Lake Manyara National Park is home to all three big cat species and is famous around the world for its population of tree-climbing lions. It’s not certain why the lions have adopted this unusual behavior – although experts theorize that the elevation gives them relief from biting insects or a better vantage point for spotting prey. Either way, the sight of these apex predators lounging high in an acacia tree is a remarkable one, and one that is particularly associated with Lake Manyara and Uganda’s Queen Elizabeth National Park. Leopards also like to spend their daylight hours in the trees, so make sure to look upwards when on a Lake Manyara safari. 

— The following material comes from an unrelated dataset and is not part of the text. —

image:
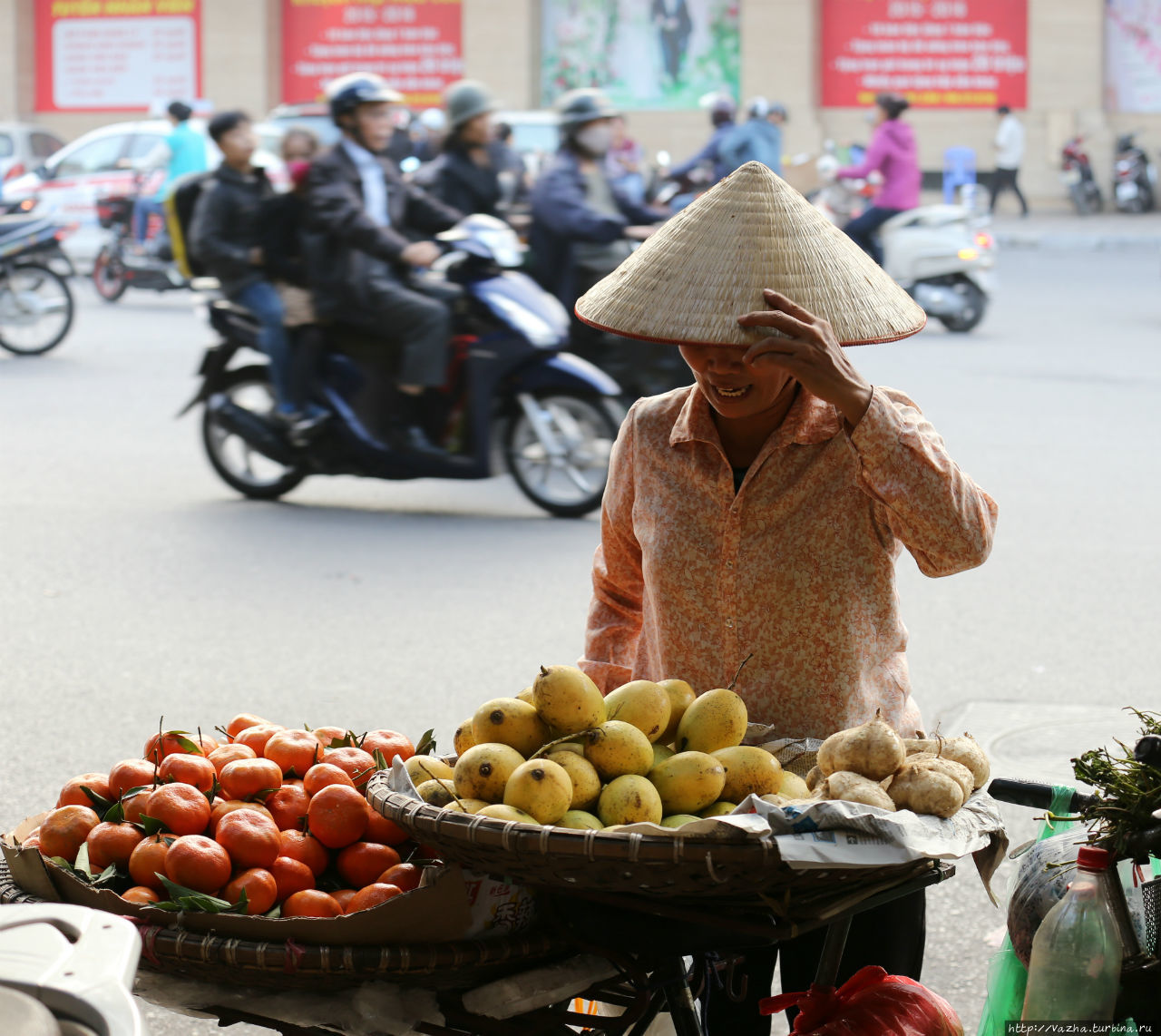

Tree-climbing lions aside, the park is known for its large elephant herds and baboon troops that often include several hundred members. Buffalos, zebras, Sykes’ monkeys, and various antelope species can also be spotted, including the diminutive dik-dik. The resident Maasai giraffe is the largest of all giraffe subspecies and consequently the tallest animal on Earth. At one end of the park, there’s a hippo pond where visitors can get out of their vehicles and admire the aquatic mammals wallowing, playing and fighting in the mud – from a safe distance, of course.

Astonishing Birds

Lake Manyara is also a well-known birding hotspot with over 400 recorded species. In fact, the birdlife here is so abundant that even amateur ornithologists can reasonably expect to spot as many as 100 species in a single day. The lake attracts countless herons, egrets and other waders during the wet season, and is famous for the vast flocks of flamingos that congregate here from March to May. If you’re lucky, you may see thousands of these rose-colored birds amassed together along the lake shore. Other specials include the Abdim’s stork, the African hawk-eagle, and the Von der Decken’s hornbill. In summer, migrant species arrive from Europe and Asia. 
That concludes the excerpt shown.